As previously stated by Justice Borrok,
As an initial matter, the court notes that Mr. Rosenbloom does not dispute liability, he does not deny any of the facts concerning the defendants' default in this case, he does not deny that he failed to file an answer to the complaint or retain counsel for NY57 despite having multiple opportunities to do so, or that he failed to appear for the preliminary conference, or that he failed to file an answer to the amended complaint or otherwise appear or move to dismiss.
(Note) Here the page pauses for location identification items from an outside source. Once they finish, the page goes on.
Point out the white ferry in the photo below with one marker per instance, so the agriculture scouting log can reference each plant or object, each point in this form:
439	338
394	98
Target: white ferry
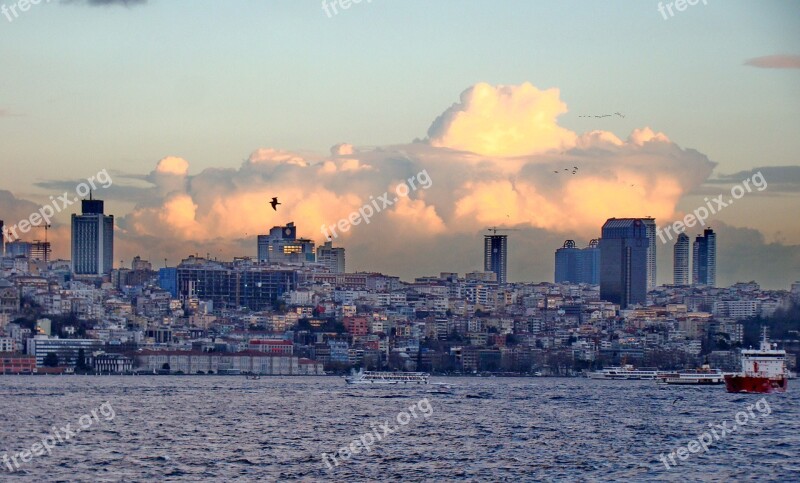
372	377
703	376
626	372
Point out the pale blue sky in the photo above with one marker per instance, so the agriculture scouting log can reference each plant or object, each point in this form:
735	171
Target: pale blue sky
211	81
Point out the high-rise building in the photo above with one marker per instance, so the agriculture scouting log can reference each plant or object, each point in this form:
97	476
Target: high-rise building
495	255
18	248
283	246
704	259
624	249
40	251
332	258
652	280
231	285
680	260
574	265
92	240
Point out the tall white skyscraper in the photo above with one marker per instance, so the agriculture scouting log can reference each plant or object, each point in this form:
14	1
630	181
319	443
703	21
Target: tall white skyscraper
331	257
650	226
680	260
704	259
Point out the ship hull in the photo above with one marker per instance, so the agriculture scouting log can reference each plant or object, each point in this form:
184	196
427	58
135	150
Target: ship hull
761	385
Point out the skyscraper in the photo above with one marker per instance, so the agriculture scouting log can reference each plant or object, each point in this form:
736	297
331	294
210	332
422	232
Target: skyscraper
574	265
704	259
331	257
624	249
92	239
495	255
282	246
680	260
652	281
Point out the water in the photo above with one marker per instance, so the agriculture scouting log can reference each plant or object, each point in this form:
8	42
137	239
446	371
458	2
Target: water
489	429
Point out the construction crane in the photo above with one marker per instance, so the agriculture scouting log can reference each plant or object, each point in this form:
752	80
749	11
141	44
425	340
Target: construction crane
46	246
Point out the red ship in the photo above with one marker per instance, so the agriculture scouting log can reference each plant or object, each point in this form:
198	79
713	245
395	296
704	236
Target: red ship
763	370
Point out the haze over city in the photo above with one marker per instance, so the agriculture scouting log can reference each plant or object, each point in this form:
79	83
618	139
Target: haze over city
201	122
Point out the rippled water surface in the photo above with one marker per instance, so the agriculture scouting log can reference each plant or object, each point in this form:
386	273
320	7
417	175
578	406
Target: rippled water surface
488	429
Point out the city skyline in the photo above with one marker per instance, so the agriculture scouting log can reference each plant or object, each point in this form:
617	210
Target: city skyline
550	145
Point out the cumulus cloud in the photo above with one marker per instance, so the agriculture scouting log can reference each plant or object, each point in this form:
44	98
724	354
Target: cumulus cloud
503	121
498	157
775	62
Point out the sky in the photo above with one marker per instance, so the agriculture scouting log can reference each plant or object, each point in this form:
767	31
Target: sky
201	111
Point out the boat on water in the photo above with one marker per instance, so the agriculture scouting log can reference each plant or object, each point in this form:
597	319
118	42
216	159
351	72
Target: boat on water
373	377
626	373
704	376
763	370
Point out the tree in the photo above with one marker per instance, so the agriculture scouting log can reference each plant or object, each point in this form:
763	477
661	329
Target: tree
51	359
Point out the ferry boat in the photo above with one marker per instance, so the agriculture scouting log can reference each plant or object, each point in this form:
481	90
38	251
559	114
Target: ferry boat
703	377
626	372
763	369
372	377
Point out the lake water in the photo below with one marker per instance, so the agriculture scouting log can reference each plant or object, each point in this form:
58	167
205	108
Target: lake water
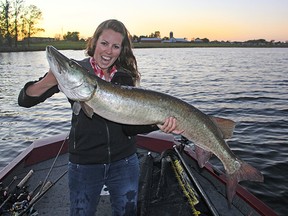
248	85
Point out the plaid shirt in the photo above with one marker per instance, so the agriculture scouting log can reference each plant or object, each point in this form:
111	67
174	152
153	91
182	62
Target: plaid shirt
99	72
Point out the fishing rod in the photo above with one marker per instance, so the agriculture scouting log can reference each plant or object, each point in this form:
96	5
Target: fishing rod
40	194
197	184
20	186
45	185
53	164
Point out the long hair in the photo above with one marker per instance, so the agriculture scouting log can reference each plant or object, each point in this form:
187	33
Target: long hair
126	59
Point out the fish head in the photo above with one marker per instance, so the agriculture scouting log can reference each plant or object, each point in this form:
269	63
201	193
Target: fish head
73	79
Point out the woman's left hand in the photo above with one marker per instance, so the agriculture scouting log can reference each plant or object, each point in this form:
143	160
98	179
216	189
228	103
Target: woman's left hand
170	126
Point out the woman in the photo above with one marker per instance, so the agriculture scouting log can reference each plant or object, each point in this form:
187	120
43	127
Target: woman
101	152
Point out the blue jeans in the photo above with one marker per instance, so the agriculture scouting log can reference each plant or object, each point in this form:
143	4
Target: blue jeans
120	177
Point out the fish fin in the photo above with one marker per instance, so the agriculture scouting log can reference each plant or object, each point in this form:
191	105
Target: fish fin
202	155
76	108
245	172
87	109
226	126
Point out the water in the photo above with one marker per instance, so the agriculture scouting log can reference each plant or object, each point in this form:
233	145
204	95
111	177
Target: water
247	85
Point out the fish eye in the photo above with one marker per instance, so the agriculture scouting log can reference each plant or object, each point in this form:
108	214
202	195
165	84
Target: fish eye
70	62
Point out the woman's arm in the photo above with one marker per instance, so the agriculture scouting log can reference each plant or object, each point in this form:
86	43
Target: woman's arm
169	126
40	87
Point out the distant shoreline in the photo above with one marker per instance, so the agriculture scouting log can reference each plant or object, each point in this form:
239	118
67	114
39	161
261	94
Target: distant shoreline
80	45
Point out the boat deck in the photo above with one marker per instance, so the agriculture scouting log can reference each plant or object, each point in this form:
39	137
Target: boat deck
56	200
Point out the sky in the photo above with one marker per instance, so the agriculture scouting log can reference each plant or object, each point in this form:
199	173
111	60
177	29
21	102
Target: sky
228	20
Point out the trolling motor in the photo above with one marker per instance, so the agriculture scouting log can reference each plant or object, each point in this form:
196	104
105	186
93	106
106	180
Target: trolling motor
13	201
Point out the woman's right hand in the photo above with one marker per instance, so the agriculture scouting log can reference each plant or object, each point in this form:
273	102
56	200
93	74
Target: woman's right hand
42	85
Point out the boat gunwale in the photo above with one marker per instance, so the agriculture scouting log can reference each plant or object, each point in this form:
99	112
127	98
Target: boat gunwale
47	148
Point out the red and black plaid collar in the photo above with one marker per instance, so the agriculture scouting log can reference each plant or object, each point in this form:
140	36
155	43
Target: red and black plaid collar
98	71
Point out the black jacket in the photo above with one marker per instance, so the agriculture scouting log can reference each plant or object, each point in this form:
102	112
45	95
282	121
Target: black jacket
95	140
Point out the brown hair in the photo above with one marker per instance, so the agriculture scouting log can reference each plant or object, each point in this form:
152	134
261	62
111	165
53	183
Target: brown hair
126	59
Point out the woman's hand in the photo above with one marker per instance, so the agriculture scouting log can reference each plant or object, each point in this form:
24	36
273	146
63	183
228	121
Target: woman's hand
43	85
170	126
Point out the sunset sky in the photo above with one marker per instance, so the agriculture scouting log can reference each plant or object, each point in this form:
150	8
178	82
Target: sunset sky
233	20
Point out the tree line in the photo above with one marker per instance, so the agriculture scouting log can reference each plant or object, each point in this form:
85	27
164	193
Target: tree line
18	21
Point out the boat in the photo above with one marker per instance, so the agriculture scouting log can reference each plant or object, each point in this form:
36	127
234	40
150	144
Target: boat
171	183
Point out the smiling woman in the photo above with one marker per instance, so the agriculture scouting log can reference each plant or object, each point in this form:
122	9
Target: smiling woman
97	145
189	19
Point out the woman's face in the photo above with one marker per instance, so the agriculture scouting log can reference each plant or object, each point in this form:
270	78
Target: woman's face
108	48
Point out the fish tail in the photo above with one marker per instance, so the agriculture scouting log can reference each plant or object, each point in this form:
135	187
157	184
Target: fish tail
245	172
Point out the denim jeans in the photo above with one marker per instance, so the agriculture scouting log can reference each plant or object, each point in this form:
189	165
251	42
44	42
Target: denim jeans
120	177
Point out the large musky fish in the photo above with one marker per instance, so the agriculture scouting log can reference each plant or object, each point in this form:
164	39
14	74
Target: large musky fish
136	106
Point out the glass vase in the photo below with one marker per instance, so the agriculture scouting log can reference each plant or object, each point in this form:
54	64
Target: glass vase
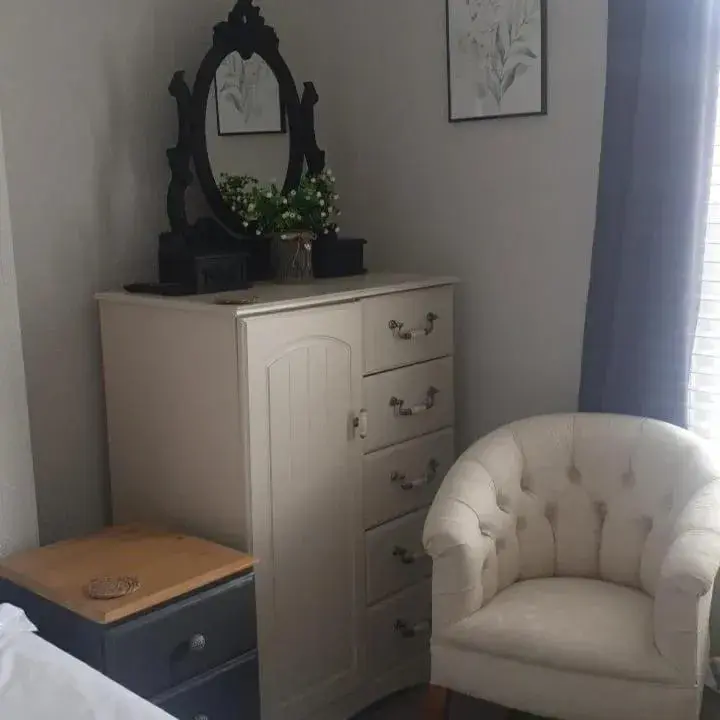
292	256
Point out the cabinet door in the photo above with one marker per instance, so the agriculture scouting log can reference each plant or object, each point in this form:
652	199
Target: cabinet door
304	375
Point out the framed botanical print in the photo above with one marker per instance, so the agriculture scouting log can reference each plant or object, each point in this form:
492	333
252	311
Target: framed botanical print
497	58
247	94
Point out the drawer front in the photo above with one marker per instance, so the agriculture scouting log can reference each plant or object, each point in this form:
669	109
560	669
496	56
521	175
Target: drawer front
398	630
395	556
406	477
406	328
230	693
161	650
407	403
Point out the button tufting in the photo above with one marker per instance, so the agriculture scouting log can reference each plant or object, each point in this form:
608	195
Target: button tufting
574	475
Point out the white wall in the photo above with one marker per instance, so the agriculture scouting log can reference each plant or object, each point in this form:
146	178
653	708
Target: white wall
87	117
508	206
18	515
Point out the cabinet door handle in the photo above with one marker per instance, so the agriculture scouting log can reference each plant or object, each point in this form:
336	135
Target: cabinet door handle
360	424
407	557
428	478
397	328
408	631
428	404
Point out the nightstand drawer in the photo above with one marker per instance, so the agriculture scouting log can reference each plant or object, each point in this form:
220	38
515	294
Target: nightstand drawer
230	693
163	649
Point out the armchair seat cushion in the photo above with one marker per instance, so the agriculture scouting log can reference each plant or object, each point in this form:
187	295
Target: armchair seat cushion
573	624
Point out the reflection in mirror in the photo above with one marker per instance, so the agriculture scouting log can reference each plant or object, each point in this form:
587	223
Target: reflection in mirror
245	124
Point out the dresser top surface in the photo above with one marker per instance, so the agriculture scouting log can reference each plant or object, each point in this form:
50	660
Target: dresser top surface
266	298
167	565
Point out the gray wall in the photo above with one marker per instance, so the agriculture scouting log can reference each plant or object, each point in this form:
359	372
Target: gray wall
87	116
508	206
18	516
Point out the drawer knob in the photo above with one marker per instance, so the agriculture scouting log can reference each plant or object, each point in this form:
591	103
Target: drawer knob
428	478
399	405
397	328
197	643
407	557
408	631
Significantly, he does not even deny that he owes Mr. De Zaio money for the Tiffany Submariner that somehow disappeared; he merely contends that Mr. De Zaio altered the receipt or produced a second receipt and disputes the actual market value of the watch without offering any supporting evidence. (NYSCEF Doc. No. 78).
Accordingly, Defendant's motion to vacate the default judgment is denied and Defendants' motion to dismiss Amended Complaint does not need to be addressed.
Plaintiffs Cross Motion for Sanctions
The remedy of sanctions is to be one reserved for situations of "extreme behavior" (Hunts Point Term. Produce Coop. Ass 'n v New York City Econ. Dev. Corp., 54 A.D.3d 296, 296 [1st Dept 2008]). Indeed, in order to avoid a chilling effect, even arguments "lacking in legal merit" must have something even more "egregious" in order to rise to the level of frivolous conduct warranting sanctions (see Parametric Capital Mgmt., LLC v Lacher, 26 A.D.3d 175, 175 [1st Dept 2006]). Sanctions must "not be imposed in such a manner as to restrict ultimately unpersuasive, yet good-faith, arguments" (Levy v Carol Mgmt. Corp., 260 A.D.2d 27, 35 [1st Dept 1999]). In evaluating frivolousness, a "court must consider the circumstances under which the conduct took place and whether or not the conduct was continued when its lack of legal or factual basis was apparent or should have been apparent" (Matter of Kover, 134 A.D.3d 64, 74 [1st Dept 2015]). Plaintiffs cross motion for sanctions is denied.
It is hereby,
ORDERED that defendant's motion to vacate its default herein is denied and the matter shall be set down for an assessment of damages; and it is further
ORDERED that plaintiffs cross motion for sanctions is denied; and it is farther
ORDERED that, upon the filing by the plaintiff with the General Clerk's Office (60 Centre Street, Room 119) of a copy of this order with notice of entry and a note of issue, and the payment of the fee therefor, the Clerk shall place this matter upon the trial calendar for an assessment of damages; and it is further
ORDERED that such filing with the Clerk of the General Clerk's Office shall be made in accordance with the procedures set forth in the Protocol on Courthouse and County Clerk Procedures for Electronically Filed Cases (accessible at the "E-Filing" page on the court's website at the address www.nvcourts.gov/supctmanh)].